Luego le advirtió: “He reconocido su cara. Si alguna vez lo pillo persiguiendo a otra mujer, pagará el doble. Vuelva con su esposa”.

El hombre salió disparado de la casa como si su vida dependiera de ello. No sabía que podía correr tan rápido. Fue entonces cuando estallé en una risa atronadora. ¡Necesitabas ver su cara, de verdad pensó que había llegado su fin! Habría tenido una segunda esposa esa noche.

Cuando la puerta se cerró de golpe tras el hombre que huía, el silencio duró apenas un segundo antes de que ambos estalláramos en carcajadas, apoyándonos el uno en el otro para no caernos. Las lágrimas corrían por mis mejillas mientras mi marido se quitaba la gorra militar, todavía con una sonrisa traviesa en su rostro.

Más tarde, el aroma del guiso llenaba nuestra pequeña cocina. Yo cortaba verduras en la encimera mientras él removía la olla, con el delantal puesto sobre su camiseta. El ambiente era cálido y alegre.

—¿Viste su cara cuando dijiste “mi hija”? —le pregunté, riendo de nuevo al recordarlo. —Parecía que intentaba resolver una ecuación matemática imposible en su cabeza —respondió mi marido, imitándo la expresión de pánico del hombre—. Podía ver el humo saliendo de sus orejas.

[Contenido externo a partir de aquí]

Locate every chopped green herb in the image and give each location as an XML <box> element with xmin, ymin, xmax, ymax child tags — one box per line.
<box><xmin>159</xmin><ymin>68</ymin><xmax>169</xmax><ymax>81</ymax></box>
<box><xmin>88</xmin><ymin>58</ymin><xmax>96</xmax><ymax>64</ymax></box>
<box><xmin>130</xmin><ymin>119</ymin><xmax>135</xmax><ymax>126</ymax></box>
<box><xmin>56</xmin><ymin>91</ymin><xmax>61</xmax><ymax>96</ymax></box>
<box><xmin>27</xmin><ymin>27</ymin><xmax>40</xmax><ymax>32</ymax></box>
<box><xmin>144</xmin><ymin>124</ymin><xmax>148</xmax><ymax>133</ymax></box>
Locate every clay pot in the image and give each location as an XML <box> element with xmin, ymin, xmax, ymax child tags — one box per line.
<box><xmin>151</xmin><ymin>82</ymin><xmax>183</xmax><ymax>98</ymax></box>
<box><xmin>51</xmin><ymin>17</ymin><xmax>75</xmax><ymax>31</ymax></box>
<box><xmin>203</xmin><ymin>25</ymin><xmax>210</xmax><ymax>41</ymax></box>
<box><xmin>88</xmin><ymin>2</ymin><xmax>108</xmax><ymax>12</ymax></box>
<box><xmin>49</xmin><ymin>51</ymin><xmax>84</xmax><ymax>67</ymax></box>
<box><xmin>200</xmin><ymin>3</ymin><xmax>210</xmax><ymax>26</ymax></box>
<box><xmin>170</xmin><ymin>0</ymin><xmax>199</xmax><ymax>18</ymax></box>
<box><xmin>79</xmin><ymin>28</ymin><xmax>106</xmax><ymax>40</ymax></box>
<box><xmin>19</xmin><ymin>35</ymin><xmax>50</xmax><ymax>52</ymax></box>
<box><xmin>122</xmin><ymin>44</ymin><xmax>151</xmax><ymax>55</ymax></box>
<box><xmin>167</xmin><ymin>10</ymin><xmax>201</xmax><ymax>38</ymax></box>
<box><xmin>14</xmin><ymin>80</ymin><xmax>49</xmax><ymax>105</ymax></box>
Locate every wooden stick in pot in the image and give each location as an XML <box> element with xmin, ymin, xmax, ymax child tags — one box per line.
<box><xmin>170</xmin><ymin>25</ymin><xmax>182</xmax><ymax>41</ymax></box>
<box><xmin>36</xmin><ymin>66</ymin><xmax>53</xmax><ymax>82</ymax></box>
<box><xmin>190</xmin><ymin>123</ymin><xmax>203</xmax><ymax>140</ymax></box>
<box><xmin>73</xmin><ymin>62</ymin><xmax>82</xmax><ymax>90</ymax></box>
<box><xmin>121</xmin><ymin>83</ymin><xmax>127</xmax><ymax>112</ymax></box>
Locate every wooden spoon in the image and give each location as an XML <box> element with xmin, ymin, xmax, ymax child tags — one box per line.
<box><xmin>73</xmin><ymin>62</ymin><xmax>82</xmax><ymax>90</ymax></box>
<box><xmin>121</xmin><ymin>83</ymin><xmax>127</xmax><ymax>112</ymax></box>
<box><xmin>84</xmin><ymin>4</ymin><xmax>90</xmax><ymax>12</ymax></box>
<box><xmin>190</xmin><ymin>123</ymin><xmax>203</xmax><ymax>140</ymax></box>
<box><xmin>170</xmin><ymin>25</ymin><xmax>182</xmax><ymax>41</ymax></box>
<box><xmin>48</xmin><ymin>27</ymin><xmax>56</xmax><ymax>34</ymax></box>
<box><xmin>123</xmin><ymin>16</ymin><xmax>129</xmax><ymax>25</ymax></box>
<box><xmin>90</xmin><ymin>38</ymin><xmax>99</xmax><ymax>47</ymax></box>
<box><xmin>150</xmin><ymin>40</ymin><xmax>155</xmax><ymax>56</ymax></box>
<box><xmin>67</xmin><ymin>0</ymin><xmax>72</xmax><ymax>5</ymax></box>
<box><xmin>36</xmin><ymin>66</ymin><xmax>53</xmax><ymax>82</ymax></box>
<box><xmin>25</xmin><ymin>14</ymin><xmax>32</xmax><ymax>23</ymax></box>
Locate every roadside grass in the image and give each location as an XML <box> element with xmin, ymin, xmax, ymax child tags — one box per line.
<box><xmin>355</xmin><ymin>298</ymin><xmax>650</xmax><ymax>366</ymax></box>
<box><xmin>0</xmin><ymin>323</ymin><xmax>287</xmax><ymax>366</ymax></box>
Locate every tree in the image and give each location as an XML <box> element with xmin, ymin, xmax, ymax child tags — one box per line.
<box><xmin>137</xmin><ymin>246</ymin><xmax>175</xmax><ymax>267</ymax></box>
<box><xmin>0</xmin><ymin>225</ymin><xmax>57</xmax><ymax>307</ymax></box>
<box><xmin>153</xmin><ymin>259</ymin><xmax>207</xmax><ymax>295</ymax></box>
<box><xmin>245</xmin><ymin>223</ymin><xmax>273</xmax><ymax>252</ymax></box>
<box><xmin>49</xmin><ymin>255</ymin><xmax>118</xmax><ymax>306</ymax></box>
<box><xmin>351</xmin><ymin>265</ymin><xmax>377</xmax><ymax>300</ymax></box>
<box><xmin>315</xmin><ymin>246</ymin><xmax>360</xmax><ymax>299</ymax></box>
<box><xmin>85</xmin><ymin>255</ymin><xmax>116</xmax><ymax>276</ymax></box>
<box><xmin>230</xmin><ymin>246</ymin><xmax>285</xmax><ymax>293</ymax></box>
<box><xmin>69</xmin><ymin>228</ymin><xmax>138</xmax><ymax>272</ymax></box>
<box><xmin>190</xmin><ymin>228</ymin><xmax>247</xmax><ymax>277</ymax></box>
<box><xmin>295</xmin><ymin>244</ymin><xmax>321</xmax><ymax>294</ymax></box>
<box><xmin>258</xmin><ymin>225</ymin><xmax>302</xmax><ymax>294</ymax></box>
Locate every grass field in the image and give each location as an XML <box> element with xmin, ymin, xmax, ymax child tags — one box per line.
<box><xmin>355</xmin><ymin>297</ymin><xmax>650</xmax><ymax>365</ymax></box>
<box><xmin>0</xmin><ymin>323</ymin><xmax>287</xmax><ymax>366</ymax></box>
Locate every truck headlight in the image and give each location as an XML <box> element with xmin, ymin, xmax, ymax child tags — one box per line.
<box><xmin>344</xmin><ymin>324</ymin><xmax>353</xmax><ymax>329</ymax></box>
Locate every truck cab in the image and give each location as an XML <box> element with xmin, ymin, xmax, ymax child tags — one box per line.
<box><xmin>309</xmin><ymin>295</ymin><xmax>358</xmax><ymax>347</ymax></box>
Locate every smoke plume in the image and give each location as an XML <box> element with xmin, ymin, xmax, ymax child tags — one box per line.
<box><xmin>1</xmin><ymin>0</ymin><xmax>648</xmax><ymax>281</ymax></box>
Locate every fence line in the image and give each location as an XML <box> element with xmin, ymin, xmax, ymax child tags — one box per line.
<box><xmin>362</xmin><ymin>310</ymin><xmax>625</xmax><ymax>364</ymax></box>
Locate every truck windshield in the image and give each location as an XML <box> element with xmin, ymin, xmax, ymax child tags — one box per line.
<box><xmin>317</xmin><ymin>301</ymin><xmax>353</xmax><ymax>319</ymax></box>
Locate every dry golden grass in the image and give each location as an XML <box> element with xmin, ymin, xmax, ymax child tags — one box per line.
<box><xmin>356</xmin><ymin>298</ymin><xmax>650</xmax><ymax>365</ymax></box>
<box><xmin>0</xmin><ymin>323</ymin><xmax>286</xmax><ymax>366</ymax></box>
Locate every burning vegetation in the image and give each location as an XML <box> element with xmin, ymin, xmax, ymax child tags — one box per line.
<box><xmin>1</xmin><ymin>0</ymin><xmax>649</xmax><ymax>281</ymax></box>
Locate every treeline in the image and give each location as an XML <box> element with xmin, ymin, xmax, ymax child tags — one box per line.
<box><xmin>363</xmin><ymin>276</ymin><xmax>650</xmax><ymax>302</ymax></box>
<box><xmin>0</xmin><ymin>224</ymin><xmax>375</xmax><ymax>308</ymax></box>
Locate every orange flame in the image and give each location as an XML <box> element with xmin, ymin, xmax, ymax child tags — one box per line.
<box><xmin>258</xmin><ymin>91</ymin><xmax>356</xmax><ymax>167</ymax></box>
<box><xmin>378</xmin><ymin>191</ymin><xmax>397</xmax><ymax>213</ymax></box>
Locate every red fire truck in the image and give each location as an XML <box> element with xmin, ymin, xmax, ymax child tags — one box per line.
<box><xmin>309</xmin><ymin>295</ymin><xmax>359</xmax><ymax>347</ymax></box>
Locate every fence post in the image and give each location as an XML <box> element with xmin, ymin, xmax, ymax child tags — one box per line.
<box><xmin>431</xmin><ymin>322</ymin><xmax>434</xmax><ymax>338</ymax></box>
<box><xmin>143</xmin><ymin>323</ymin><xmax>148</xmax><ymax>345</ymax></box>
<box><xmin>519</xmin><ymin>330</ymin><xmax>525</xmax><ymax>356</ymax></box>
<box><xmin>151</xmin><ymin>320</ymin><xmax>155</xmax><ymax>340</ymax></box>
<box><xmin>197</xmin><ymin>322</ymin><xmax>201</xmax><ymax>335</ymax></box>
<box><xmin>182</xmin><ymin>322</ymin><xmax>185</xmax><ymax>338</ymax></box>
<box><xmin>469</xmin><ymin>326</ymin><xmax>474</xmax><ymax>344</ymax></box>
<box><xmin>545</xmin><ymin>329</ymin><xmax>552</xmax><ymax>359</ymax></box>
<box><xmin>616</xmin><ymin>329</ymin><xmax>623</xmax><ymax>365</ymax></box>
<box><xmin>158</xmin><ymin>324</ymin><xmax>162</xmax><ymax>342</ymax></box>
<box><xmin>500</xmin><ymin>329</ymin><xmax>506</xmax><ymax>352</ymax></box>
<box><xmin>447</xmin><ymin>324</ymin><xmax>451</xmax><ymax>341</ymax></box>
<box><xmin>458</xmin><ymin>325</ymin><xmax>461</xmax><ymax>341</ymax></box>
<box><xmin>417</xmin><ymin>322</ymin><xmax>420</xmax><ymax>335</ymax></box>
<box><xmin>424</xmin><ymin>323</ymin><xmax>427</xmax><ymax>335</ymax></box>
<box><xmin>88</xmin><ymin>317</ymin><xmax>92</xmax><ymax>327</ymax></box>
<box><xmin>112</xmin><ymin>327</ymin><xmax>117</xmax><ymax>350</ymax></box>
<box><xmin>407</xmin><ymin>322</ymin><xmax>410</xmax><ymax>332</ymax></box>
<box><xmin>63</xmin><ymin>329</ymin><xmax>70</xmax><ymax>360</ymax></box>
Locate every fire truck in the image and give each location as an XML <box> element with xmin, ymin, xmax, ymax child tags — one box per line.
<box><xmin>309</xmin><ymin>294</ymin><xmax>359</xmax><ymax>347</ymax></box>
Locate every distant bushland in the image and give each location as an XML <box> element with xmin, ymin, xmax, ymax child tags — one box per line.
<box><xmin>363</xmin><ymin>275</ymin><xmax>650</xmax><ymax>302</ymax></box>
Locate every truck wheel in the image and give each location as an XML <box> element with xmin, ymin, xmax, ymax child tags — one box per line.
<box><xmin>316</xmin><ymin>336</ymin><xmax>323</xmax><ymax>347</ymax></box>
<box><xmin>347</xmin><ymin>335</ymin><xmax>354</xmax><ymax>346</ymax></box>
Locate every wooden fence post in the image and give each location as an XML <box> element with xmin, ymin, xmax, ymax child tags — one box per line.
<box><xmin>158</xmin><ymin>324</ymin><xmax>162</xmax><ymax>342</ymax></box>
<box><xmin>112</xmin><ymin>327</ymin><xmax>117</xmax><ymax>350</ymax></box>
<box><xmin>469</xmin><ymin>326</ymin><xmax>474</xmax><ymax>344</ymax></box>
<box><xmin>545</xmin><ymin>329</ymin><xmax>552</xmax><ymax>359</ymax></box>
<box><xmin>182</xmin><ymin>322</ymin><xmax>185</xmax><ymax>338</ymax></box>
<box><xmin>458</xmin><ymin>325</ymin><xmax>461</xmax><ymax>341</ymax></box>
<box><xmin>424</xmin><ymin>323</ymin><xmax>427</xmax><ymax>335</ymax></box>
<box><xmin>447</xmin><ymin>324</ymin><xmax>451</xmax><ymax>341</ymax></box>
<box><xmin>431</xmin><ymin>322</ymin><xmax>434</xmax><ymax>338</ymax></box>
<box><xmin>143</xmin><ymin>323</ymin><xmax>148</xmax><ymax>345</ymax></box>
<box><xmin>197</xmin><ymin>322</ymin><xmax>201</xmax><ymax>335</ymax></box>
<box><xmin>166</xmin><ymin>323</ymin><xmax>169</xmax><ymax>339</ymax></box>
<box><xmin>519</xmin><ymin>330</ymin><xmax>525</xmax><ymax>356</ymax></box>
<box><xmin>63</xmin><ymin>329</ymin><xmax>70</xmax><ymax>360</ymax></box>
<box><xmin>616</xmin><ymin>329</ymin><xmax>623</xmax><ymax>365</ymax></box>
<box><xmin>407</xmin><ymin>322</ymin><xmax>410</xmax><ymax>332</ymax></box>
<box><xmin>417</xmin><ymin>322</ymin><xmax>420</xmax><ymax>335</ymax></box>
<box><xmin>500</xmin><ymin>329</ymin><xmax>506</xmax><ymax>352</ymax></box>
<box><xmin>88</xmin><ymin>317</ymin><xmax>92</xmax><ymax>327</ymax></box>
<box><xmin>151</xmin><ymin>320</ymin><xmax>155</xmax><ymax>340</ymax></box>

—¡Y la lista de la dote! ¡En una hora! Eres terrible —dije, dándole un golpecito juguetón en el brazo.

Él dejó la cuchara, se giró y me rodeó con sus brazos, atrayéndome hacia él en un abrazo reconfortante. —Se lo merecía —dijo en voz baja, con un tono más serio—. Nadie sigue a mi esposa hasta casa sin esperar una bienvenida… especial.

Apoyé mi cabeza en su pecho, sintiéndome completamente segura. Mientras servíamos la cena, pensé que estos eran los momentos que hacían que todo valiera la pena. No solo su protección, sino su ingenio, nuestra complicidad. Juntos, podíamos convertir una situación desagradable en una de nuestras mejores anécdotas, una historia para contar y reír durante años.